But he was not always so lighthearted. He was anxious for Marta to marry, so she could discontinue her work in the shop, and Franz was forbidden to go to school with the “mark” of his father’s trade on his skin. It was for this reason that he was permitted to help only on weekdays and school holidays, and that once, when he had blotched his hands badly, he was kept home from school until the stain faded away. Of Marta, Franz Eckelmann’s father demanded only the lightest tasks wherein she would run the least risk of staining her hands, and when she did stain them (as often she did), he would set her to scrubbing them in the sink for hours. It was very little use, however; only time itself would get rid of the stain, and it became a generally held belief in the household that Marta was deliberately setting about to stain her hands in order to absolve herself from the duty of marriage. Whether this was true or not would have been difficult to say. Marta never admitted as much, and a year later, when Franz was eleven years old, Marta did in fact marry. How she came to be betrothed to Oskar Schmidtt, three years her junior and the son of the butcher, who suffered from such debilitating shyness that he was always kept at the back of the shop, was a great mystery.

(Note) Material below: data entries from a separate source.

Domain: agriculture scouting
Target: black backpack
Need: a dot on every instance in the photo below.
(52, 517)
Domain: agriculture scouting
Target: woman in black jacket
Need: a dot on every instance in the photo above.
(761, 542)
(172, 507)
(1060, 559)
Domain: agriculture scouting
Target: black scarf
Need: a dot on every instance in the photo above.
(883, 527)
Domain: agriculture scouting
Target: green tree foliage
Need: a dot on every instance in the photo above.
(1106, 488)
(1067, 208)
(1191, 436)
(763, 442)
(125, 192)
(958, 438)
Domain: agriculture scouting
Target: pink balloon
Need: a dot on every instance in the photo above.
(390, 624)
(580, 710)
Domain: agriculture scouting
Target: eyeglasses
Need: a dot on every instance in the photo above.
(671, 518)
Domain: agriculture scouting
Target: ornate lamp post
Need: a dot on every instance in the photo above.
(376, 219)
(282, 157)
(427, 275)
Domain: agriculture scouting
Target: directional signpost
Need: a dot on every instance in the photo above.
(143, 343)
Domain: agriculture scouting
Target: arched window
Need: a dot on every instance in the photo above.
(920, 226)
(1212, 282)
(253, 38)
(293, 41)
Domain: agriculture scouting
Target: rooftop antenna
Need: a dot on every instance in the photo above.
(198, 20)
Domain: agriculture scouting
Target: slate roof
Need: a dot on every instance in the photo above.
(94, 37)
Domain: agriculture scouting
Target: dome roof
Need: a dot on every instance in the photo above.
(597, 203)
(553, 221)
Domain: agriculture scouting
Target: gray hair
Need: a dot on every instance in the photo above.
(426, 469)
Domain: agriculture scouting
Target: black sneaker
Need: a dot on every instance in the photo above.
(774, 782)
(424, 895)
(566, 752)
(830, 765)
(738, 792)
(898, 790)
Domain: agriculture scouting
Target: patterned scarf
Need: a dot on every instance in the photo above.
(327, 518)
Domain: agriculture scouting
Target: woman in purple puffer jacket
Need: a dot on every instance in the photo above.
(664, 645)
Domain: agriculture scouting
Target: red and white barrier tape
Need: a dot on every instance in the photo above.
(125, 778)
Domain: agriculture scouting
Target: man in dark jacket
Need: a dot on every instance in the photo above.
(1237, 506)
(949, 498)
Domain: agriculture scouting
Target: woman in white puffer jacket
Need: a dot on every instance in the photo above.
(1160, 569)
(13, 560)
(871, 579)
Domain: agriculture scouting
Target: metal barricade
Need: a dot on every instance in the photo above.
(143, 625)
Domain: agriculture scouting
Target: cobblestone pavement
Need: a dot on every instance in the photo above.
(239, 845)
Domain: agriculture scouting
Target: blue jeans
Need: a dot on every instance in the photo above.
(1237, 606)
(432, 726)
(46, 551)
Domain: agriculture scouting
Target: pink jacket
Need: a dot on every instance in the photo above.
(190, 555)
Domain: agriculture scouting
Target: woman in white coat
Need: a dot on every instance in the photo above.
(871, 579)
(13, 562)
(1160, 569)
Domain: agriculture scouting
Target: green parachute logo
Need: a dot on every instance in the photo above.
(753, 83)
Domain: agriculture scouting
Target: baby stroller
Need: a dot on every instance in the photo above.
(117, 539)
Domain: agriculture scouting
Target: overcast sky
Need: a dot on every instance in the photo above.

But there was no reason to object to the arrangement, as odd as it was; the Schmidtts had a long-standing family-run business and could sufficiently provide for Marta and their three sons, who were afterward born in quick succession: Georg (named after Mr. Eckelmann), Reiner, and little Felix.

  After that, it was just Franz and his parents who lived together above the print shop and just Franz who helped out his father, when he could. Marta had been “marked,” after all, by a different fate.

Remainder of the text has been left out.